Em 1987, os motoboys ainda não haviam nascido. O cardápio não era mais do que as listas de pizza em promoção nos dias atuais. Mussarela, calabresa, portuguesa, frango com catupiry e milho e mais meia dúzia de variações. Pedir uma pizza era telefonar para o restaurante e ir até lá buscar a refeição objeto de desejo.

Meu pai telefonou para o Ritz, uma pizzaria que ficava na rua Bassim Nagib Trabulsi, tradicional de via de comércio da Ponta da Praia, em Santos. Nós morávamos ao lado, na rua Roberto Sandall; fácil, em 15 minutos alguém de casa passaria lá e retiraria duas pizzas: uma de mussarela, outra de calabresa. Como bebida, uma garrafa de um litro de Coca-Cola, na troca do vasilhame. Se motoboys não apareciam na cadeia alimentar, garrafa pet era ficção científica, meu amigo.

Eu estava acostumado a visitar a Trabulsi. Fazia supermercado, frequentava o açougue com o mantra "um quilo de carne moída, acém ou paleta, o que tiver melhor" para pendurar com a Fátima no caixa e pagar por semana. Testemunhei até os fiscais do Sarney, época de hiperinflação, boi no pasto e ágio na compra de vários produtos. Fecharam o Pão de Açúcar da Trabulsi em protesto contra os aumentos.

Não reclamei da missão, legislei em causa própria e peguei o dinheiro com meu pai, mais o vasilhame de Coca e fui ao Ritz. Hoje, a pizzaria virou um boteco com outro nome, frequentado por aposentados e moradores das redondezas.

Minha irmã, Catarina, era quatro anos mais nova do que eu. Aos nove, ela ajudava em casa com pequenas tarefas. Eu era o escolhido, sem plano B.

Desci a rua Roberto Sandall e virei na avenida Epitácio Pessoa. A pizzaria era o terceiro estabelecimento a partir da esquina com a avenida, depois de uma loja de roupas e a farmácia. Gostávamos daquela pizza, de preço bom e sabor daquelas de padaria, sem frescuras, massuda e jeitão caseiro.
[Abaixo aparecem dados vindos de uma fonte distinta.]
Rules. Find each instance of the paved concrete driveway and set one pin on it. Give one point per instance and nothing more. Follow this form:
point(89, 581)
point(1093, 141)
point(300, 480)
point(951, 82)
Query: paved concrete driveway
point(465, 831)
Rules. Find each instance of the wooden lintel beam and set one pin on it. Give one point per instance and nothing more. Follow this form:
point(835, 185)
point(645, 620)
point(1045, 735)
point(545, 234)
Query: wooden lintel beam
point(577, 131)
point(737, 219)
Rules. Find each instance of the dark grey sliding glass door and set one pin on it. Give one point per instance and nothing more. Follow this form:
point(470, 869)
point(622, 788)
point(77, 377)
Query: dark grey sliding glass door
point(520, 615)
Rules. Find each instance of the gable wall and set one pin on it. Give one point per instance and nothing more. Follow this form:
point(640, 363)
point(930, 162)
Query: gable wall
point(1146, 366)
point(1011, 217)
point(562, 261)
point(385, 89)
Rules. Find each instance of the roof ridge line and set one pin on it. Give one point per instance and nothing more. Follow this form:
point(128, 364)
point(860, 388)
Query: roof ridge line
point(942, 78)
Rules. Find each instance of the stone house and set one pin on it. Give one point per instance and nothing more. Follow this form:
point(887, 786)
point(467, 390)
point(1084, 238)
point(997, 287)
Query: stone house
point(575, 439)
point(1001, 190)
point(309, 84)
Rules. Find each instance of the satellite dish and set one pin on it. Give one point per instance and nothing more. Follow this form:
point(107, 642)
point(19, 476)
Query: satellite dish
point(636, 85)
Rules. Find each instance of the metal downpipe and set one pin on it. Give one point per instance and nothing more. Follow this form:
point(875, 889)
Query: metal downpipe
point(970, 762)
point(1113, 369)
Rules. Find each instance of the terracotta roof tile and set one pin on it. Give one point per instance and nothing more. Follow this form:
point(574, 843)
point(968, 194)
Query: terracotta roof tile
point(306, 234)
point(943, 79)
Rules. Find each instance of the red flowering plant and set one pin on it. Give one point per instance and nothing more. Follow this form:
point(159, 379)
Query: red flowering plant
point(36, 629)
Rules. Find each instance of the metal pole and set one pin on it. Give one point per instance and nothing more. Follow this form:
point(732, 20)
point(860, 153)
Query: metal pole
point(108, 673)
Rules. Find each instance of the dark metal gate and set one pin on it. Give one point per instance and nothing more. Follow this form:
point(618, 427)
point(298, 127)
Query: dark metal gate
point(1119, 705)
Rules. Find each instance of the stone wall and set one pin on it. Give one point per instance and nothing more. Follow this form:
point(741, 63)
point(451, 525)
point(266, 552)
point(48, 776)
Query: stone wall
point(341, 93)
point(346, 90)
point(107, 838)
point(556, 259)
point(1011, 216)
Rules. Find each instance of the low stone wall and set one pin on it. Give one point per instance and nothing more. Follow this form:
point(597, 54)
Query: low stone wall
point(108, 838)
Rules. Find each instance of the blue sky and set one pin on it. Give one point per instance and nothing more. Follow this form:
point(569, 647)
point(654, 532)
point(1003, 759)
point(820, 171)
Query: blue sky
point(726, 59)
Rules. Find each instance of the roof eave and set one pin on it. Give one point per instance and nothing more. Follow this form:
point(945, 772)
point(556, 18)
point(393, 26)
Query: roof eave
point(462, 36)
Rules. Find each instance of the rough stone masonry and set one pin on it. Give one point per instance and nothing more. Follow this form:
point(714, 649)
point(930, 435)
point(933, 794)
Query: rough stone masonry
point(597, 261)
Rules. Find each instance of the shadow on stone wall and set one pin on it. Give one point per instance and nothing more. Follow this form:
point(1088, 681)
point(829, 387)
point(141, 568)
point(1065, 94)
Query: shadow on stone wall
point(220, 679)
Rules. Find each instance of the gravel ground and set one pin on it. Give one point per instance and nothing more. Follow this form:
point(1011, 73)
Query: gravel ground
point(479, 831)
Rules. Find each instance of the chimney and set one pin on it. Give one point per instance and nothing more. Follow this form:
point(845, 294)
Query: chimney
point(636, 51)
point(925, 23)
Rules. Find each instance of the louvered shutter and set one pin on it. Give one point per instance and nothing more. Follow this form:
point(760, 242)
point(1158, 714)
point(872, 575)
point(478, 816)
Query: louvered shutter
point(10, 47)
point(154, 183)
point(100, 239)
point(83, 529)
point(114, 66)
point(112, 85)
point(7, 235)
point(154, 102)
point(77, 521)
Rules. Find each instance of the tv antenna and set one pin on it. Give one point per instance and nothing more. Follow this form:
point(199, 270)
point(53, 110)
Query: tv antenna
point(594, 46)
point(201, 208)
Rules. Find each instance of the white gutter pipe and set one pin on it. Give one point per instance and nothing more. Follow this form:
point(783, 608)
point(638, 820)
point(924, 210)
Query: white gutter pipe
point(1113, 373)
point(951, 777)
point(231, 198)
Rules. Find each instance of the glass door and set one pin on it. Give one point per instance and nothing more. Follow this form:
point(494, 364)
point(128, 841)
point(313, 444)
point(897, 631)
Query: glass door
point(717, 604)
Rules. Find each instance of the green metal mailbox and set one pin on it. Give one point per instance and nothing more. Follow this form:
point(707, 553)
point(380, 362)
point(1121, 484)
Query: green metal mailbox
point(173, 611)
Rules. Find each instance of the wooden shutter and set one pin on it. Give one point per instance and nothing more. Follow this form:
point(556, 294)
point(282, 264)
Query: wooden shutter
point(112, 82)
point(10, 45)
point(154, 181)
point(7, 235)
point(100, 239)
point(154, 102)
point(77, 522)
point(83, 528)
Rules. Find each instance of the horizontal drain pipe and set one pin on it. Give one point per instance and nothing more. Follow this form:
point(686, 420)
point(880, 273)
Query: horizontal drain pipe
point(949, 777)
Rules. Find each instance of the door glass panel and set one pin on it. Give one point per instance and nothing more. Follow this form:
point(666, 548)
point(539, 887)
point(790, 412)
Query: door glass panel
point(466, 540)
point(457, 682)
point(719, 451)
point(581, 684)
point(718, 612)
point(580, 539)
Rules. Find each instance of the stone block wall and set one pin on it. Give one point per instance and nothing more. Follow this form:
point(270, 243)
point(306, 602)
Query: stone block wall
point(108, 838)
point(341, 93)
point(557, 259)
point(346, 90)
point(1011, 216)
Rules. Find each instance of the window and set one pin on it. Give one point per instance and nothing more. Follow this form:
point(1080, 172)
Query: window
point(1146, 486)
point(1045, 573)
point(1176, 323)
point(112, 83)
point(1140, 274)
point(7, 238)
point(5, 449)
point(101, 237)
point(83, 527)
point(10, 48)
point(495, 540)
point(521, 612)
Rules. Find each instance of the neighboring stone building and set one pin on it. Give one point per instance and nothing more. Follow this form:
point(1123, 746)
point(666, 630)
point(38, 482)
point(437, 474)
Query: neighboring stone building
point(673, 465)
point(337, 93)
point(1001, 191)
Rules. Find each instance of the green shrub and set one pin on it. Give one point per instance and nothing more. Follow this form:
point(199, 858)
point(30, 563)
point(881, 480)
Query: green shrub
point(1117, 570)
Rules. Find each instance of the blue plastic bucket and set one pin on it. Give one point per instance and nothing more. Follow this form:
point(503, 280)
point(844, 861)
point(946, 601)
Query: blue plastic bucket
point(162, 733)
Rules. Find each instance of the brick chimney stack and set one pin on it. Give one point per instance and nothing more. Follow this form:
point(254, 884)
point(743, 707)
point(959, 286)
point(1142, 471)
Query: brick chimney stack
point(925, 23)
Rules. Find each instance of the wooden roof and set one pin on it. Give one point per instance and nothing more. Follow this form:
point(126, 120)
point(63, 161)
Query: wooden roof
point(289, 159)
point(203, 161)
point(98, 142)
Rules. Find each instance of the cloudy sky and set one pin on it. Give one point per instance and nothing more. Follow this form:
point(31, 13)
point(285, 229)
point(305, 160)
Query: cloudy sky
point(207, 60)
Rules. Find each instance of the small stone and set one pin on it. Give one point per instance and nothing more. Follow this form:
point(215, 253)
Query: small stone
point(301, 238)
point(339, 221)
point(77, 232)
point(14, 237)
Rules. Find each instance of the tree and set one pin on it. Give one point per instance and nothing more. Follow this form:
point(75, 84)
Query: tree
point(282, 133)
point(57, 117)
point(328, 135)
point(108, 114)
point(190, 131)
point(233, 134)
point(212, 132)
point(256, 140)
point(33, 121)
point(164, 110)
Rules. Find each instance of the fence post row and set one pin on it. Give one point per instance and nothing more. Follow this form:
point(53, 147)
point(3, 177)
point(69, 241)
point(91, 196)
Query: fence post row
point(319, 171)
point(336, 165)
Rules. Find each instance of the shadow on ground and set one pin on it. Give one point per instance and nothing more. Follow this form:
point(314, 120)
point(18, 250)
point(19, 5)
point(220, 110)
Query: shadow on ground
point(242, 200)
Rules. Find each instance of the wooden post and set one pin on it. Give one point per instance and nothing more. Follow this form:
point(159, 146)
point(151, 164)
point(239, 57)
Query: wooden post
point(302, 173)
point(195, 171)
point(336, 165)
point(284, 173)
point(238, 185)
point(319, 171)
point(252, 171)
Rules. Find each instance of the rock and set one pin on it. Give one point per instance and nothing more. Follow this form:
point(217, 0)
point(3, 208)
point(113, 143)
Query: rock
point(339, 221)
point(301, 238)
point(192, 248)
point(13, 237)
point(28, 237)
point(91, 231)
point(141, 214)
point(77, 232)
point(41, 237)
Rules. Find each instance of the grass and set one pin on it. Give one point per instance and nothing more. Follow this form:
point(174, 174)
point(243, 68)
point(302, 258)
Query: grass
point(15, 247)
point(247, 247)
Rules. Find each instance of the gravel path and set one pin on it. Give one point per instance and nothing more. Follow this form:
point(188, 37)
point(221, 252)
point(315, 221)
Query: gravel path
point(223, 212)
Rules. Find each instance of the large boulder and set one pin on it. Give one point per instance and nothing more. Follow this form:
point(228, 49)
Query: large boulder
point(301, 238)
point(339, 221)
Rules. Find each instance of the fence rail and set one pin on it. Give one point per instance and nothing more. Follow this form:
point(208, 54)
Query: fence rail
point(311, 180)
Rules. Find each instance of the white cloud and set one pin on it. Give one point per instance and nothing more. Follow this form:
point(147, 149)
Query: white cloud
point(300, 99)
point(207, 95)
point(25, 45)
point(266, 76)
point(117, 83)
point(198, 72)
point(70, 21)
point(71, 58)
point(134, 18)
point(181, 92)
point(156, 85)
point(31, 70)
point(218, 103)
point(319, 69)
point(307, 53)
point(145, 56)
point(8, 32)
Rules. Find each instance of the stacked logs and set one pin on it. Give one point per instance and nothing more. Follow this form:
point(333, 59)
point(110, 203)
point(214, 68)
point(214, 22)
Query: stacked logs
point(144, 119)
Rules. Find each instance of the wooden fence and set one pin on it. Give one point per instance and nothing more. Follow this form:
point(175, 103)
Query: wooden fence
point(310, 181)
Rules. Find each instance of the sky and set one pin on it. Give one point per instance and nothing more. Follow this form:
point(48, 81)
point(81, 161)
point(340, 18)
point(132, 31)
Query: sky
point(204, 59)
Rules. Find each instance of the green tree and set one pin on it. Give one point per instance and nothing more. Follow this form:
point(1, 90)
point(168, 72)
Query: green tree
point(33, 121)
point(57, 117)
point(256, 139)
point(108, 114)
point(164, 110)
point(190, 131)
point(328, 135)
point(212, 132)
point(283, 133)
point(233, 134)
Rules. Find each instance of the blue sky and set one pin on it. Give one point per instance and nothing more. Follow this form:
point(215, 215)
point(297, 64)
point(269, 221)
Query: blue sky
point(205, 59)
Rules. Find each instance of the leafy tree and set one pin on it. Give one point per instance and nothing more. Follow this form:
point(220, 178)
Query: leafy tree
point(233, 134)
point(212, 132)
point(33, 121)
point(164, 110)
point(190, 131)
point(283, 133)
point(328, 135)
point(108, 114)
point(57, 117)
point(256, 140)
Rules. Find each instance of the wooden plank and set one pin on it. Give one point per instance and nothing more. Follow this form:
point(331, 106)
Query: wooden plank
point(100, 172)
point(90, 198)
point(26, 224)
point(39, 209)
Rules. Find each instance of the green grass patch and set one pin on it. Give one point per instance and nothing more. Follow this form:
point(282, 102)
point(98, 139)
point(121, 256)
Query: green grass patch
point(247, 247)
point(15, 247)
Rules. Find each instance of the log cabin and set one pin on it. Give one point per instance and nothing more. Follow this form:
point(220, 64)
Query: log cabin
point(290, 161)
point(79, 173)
Do outro lado da rua, em frente à farmácia, fica uma padaria, a Cristo Redentor. Ela já estava fechada e, quando passei por ali, vi dois rapazes sentados na porta. Eles conversavam e me encararam além do normal. Aquelas três, quatro olhadas, sabe? Deveriam ter uns cinco anos a mais do que eu. Não me disseram nada e eu segui até o Ritz.

As pizzas estavam prontas, bastou trocar o vasilhame vazio pelo cheio e, em dois minutos, fazia o caminho de volta. Não houve troco. O dinheiro foi contado. A mão esquerda carregava o refrigerante, enquanto a mão direita segurava a pizza de calabresa. A de mussarela, eu equilibrava em cima.

Passei de novo em frente à padaria, olhei os dois rapazes sem prestar atenção. Percebi que disseram algo, mas continuei andando. Uns dez metros à frente, no meio da quadra, antes de virar na minha rua, notei que caminhavam na mesma direção. Apertei o passo, sem perceber que não andavam mais. Corriam.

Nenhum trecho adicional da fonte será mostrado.